Le centre devait être baptisé du nom du regretté Abdelkader Djeghloul, une annonce faite par l’ancien recteur de l’université d’Es-Senia, Larbi Chahed, en mai 2010 lors de la première rencontre (40e jour de son décès) en hommage à cet intellectuel de renom qu’avait justement abritée le CRIDSSH avec notamment la participation de quelques-uns de ses collaborateurs ou de ceux qu’il a encadrés. 

Quoi qu’il en soit, la parenthèse de ce temps révolu fermée, l’université Oran 1 se projette dans le présent et compte, en attendant, raviver la flamme de la vie culturelle à Oran, en exploitant les espaces de la nouvelle bibliothèque universitaire centrale d’Oran, ouverte il n’y a pas longtemps du côté de l’ancienne cité universitaire le Volontaire (aujourd’hui Boualem Mohamed) et du campus Taleb Mourad Salim (ex-IGMO).

 L’idée a germé il y a quelque temps mais les deux ans de restrictions liés à la pandémie n’ont pas permis la concrétisation de ce projet.
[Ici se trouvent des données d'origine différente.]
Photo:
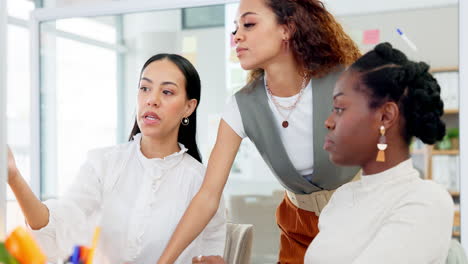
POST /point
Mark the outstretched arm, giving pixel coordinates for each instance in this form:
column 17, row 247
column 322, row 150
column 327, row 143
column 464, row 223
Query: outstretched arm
column 35, row 212
column 206, row 201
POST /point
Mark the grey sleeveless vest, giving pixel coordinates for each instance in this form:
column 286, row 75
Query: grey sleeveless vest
column 259, row 126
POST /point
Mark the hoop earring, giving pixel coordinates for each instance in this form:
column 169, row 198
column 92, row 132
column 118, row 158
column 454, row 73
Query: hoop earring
column 382, row 145
column 286, row 45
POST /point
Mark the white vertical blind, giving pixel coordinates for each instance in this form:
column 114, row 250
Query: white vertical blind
column 3, row 162
column 463, row 27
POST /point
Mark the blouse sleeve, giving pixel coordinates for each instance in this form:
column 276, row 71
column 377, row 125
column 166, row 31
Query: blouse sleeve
column 418, row 231
column 214, row 235
column 232, row 117
column 73, row 216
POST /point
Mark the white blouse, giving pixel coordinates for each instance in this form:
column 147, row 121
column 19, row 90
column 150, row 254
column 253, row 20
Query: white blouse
column 386, row 218
column 297, row 138
column 138, row 203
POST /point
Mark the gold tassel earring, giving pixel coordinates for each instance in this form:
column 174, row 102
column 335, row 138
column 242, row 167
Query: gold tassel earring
column 382, row 145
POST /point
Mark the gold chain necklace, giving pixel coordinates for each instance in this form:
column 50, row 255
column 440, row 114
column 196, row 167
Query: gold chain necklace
column 285, row 122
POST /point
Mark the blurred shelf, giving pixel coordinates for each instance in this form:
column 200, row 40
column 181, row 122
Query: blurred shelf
column 443, row 69
column 451, row 111
column 420, row 151
column 445, row 152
Ici, l’argument consiste à dire : «Avec le développement urbain à Oran, le centre-ville est devenu difficile à cause de l’encombrement et la difficulté de trouver des aires de stationnement alors que devant la bibliothèque, les espaces sont encore ouverts et le lieu est de surcroit accessible grâce à la ligne du tramway qui passe à proximité.»